Dans un bâtiment industriel, un entrepôt, un atelier ou un bâtiment tertiaire de grande hauteur, il est fréquent de constater des écarts de température importants entre le sol et la toiture. Pourtant, ce phénomène reste souvent sous-estimé par les exploitants.
Un système de chauffage peut fonctionner normalement, les consignes peuvent être correctement paramétrées et les équipements peuvent être entretenus, tout en laissant une partie importante de la chaleur s’accumuler dans les zones supérieures du bâtiment.
Ce phénomène est appelé stratification thermique.
Il peut avoir des conséquences directes sur le confort des occupants, la consommation énergétique et les coûts d’exploitation du bâtiment. Lorsque l’air chaud produit par le chauffage monte naturellement et reste bloqué sous la toiture, l’énergie consommée ne bénéficie pas toujours efficacement aux zones réellement occupées.
Pour les entreprises, la question est donc simple : comment savoir si son bâtiment souffre de stratification thermique ?
Certains signaux permettent d’identifier rapidement cette problématique. Voici les cinq principaux signes à surveiller.

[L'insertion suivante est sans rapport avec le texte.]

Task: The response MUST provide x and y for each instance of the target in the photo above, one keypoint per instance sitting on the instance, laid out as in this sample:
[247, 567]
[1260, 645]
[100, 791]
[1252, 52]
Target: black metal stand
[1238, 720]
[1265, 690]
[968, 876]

Qu’est-ce que la stratification thermique dans un bâtiment ?
La stratification thermique correspond à la formation de différentes couches d’air à des températures différentes dans un même volume.
Dans un bâtiment chauffé, l’air chaud est moins dense que l’air froid. Il a donc naturellement tendance à monter.
Dans un bâtiment de faible hauteur, ce phénomène peut rester relativement limité. En revanche, dans un atelier industriel, un entrepôt logistique ou un bâtiment disposant d’une hauteur sous plafond importante, l’écart entre la température au niveau du sol et celle mesurée sous toiture peut devenir significatif.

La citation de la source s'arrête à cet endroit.